Bruce and Ken Gordon finished recording their commentary, which Bruce then feverishly edited and uploaded for Bret, and so ended a long weekend.  Wrong.  Bret was excited enough about my results on the color sequence that he wanted me to record a commentary for it.  By this time, I was in the midst of 16+ hour days at the Heartland Film Festival, so I came home, recorded a little, and tried again.  I hope it sounds okay.  I fear I sounded like a horrid idiot, but I was wiped out!  I slept very hard in November… trust me!

Now, why did I do this?  For the money?  For the glory?  Hah, hardly.

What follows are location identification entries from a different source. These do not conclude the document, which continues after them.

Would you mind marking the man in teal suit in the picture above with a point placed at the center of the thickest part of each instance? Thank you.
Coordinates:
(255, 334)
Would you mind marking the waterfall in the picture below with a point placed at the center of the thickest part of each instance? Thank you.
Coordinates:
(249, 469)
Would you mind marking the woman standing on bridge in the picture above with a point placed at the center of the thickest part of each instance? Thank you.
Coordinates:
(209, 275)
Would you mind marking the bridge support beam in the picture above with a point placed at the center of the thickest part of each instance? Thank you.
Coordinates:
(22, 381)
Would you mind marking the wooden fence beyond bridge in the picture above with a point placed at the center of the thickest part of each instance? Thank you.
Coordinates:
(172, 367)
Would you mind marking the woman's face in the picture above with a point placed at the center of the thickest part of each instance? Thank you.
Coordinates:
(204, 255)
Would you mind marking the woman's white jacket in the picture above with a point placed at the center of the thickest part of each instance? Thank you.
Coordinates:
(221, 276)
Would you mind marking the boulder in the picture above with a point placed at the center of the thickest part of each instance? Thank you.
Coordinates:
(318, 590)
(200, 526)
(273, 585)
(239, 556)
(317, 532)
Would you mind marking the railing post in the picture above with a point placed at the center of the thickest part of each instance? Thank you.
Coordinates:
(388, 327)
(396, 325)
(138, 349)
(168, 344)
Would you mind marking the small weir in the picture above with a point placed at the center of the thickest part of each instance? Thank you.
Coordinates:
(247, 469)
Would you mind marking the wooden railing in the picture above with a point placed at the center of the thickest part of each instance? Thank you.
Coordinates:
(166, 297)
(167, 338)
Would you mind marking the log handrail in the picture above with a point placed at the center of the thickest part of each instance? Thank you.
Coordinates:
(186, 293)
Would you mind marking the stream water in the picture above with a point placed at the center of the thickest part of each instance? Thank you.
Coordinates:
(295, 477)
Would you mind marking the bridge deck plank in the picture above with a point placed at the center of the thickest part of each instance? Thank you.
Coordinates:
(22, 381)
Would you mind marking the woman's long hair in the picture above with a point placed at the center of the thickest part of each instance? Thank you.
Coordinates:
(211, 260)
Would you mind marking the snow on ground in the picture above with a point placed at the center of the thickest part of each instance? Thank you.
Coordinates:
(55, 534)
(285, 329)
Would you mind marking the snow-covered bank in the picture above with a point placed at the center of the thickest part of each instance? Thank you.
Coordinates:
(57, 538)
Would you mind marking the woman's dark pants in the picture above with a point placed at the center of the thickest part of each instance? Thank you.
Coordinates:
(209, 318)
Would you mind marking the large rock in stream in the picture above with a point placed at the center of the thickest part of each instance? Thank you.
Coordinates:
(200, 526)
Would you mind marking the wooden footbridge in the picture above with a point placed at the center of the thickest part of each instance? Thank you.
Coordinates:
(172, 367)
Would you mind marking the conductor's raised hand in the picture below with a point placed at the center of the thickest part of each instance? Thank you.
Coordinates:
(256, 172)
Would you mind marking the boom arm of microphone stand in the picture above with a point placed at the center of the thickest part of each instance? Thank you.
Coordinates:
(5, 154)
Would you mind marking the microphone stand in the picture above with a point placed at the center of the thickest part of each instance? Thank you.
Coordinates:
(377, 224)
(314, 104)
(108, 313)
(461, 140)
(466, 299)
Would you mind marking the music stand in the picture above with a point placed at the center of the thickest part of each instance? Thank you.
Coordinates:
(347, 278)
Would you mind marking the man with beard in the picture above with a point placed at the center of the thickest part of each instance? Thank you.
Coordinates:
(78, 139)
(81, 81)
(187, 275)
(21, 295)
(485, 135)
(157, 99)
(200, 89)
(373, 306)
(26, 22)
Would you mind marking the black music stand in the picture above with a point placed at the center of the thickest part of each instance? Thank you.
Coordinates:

I had a moment of insight on that Friday night that I’ll share with you.  I realized (as did Bruce) that I might be the only person in the world who could and would do this restoration.  I know that sounds pompous, but it really isn’t.  My girlfriend remembers discussing this with me and encouraging me to go on with the project.  She felt so strongly that I should pursue this that she was willing to give up the vacation.    It needed someone familiar with early Technicolor, a competent computer user, a guy who knows how complex non-linear color filtering works, and someone who cared enough to lose a complete weekend doing it.

I thought that there might not be another person who could do this, and I feared that if I didn’t do it, then it might never be done.

That’s why I had a lost weekend with Buster.  Bruce and Bret wanted him to shine in color once again.  So did I.

Thanks to Kino/Lorber for permission to use these images and to Bruce Lawton for finding the rare stills.